In a statement, Fred C. Adams, the festival's founder, called Ivers "a much-loved talent" and said that under Ivers and Vaughn, "the festival has accomplished remarkable things."
Ivers said working alongside Vaughn for the past six years "has been perhaps one of the most synchronistic and joyful working experiences." He called Vaughn "not only a colleague but a profound personal friend. It's amazing that our friendship has weathered that closing working relationship, but it has."
The two occasionally disagreed, but "mostly the disagreements have been little ones. They've been things like, 'Should we do this show in this slot or in that slot? Should it be summer or fall?' Rarely has it been, 'We shouldn't do that show at all.' "
Ivers' last day with the festival will be May 16. He will return this summer to direct the world premiere of "How to Fight Loneliness," a new work by playwright and filmmaker Neil LaBute.
LaBute's new play is "a deeply personal and relevant, and muscular, play that's both poignant and funny," Ivers said. The three-character play, which LaBute workshopped in Cedar City last year, will debut Aug. 25 in the Eileen and Allen Anes Studio Theatre.
"The fact that [LaBute's] words are going to be spoken on the stage for the first time in rural southern Utah is astonishing," Ivers said.

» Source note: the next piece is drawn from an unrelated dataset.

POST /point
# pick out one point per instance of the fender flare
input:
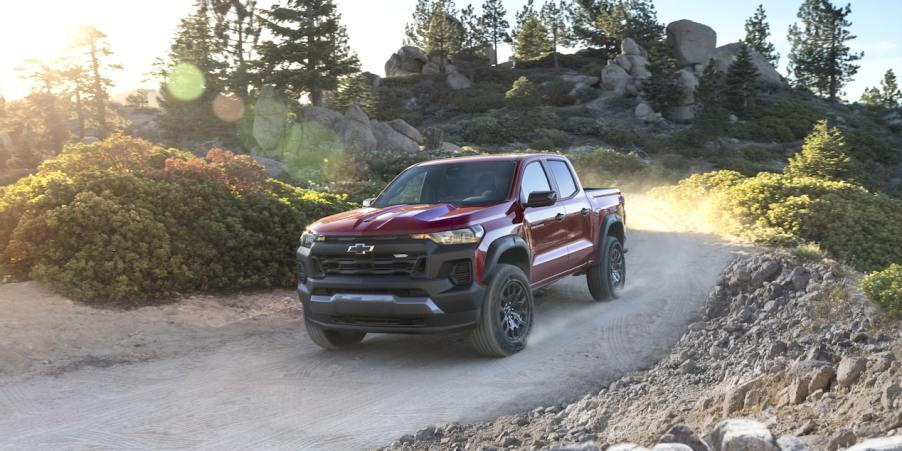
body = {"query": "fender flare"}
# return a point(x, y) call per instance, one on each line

Looking back at his time as co-artistic director, Ivers noted that he and Vaughn extended the festival's run, bridging the 17-week summer season and eight-week fall season. This allowed the festival to offer contracts to its union actors that included a full year of health benefits, he said. The festival was also able to move staff members from part-time to full-time status, which meant they could receive health, retirement and vacation benefits.
Mostly, Ivers said of his time with the festival, "I'm extraordinarily proud of the quality of the work on our stages."
The festival's 56th season runs June 29 to Oct. 21 at Southern Utah University in Cedar City. Along with the new LaBute play, the season includes "Romeo and Juliet," "As You Like It," "Shakespeare in Love," "Guys and Dolls," "A Midsummer Night's Dream," "Treasure Island," "The Tavern" and "William Shakespeare's Long Lost First Play (abridged)."